Ollama is a more out of the box solution. I also prefer llama.cpp for the more FOSS aspects, but Ollama is a simpler install, model download (this is the biggest convenience IMO), and execution. For those reasons, that's why I believe it's still fairly popular as a solution.

By the way, you can download models straight from hugging face with llama.cpp. It might be a few characters longer than the command you would run on ollama, but still.

  • Then you need to also provide appropriate metadata and format messages correctly according to the format. Which I believe llama.cpp doesn’t do by default, or it can do it? I had trouble formatting messages correctly using llama.cpp due to possibly mismatch in metadata, which ollama seems to handle, but would love to know if this is wrong.

    • Plus a huggingface token to access models that require you to beg for approval. Ollama hosted models don't require that (which may not be legit but most users don't care).
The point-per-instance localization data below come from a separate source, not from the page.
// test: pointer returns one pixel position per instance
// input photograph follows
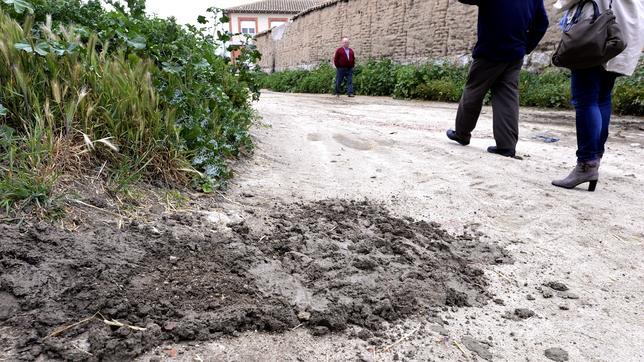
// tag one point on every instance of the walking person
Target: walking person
(592, 88)
(507, 31)
(344, 61)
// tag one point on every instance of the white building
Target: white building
(263, 15)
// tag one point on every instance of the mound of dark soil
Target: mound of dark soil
(323, 265)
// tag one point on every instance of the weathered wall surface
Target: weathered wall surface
(406, 31)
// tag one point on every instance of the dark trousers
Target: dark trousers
(503, 80)
(340, 75)
(592, 97)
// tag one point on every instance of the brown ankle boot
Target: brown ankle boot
(584, 172)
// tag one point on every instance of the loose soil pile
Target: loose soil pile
(324, 265)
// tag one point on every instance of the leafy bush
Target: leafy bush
(549, 89)
(407, 80)
(445, 82)
(376, 78)
(319, 80)
(140, 96)
(628, 97)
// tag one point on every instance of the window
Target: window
(248, 26)
(275, 22)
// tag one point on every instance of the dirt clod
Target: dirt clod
(481, 349)
(556, 354)
(558, 286)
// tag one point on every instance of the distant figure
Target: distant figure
(344, 61)
(507, 31)
(592, 89)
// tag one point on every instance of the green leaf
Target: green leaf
(20, 6)
(137, 42)
(24, 47)
(42, 48)
(171, 68)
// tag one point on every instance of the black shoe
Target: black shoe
(451, 134)
(507, 152)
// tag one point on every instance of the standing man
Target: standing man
(344, 61)
(507, 31)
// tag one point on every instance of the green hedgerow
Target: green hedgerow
(445, 82)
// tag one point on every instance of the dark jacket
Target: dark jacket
(340, 59)
(509, 29)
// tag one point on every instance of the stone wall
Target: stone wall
(406, 31)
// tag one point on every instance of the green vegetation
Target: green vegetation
(445, 82)
(87, 90)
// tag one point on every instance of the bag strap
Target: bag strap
(580, 9)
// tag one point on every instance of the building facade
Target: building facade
(254, 18)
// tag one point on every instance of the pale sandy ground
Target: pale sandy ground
(313, 147)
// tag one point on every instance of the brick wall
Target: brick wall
(407, 31)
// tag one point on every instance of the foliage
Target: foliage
(548, 89)
(143, 96)
(445, 82)
(628, 97)
(376, 78)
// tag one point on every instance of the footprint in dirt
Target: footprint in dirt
(356, 144)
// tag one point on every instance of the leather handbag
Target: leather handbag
(590, 42)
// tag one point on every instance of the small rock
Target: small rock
(304, 316)
(168, 326)
(556, 354)
(558, 286)
(477, 347)
(440, 330)
(172, 352)
(567, 295)
(320, 331)
(524, 313)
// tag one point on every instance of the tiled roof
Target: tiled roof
(275, 6)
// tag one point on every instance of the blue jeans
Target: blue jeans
(340, 75)
(592, 97)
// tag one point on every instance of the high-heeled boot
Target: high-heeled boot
(584, 172)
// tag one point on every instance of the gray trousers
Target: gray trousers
(503, 80)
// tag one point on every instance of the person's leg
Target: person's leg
(505, 108)
(605, 107)
(339, 75)
(482, 75)
(585, 87)
(350, 81)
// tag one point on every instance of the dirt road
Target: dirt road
(312, 147)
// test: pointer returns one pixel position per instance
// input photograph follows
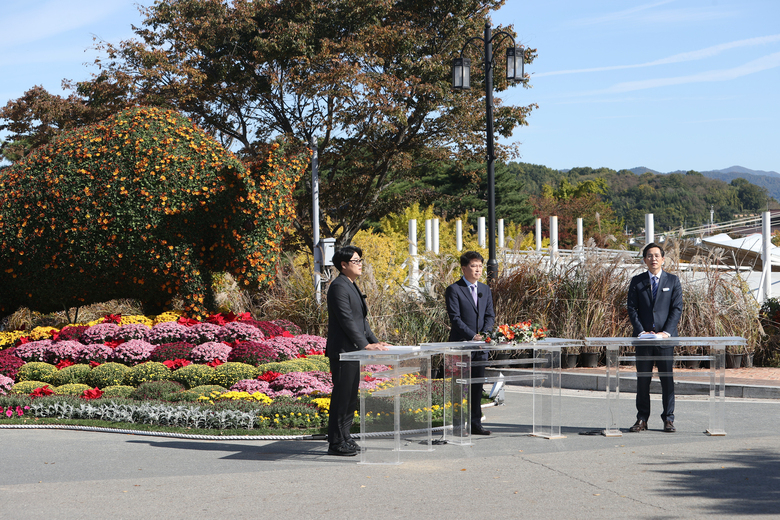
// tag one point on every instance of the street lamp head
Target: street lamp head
(514, 64)
(461, 72)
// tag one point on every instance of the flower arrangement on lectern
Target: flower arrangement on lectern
(521, 332)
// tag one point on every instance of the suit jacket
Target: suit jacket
(664, 314)
(348, 328)
(466, 319)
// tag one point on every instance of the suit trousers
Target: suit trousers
(476, 388)
(344, 399)
(644, 369)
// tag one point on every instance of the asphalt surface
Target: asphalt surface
(60, 474)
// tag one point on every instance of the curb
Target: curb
(598, 383)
  • You can, but you have to know where to look, and you have to have some idea of what you're doing. The benefit of Ollama is that the barrier to entry is really low, as long as you have the right hardware.

    To me, one of the benefits of running a model locally is learning how all this stuff works, so Ollama never had any appeal. But most people just want stuff to work without putting in the effort to understand how it all fits together. Ollama meets that demand.

I disagree that Ollama is easier to install. I tried to enable Vulkan on Ollama and it is nightmarish, even though the underlying llama.cpp code supports it with a simple envar. Ollama was easy 2 years ago, but has been progressively getting worse over time.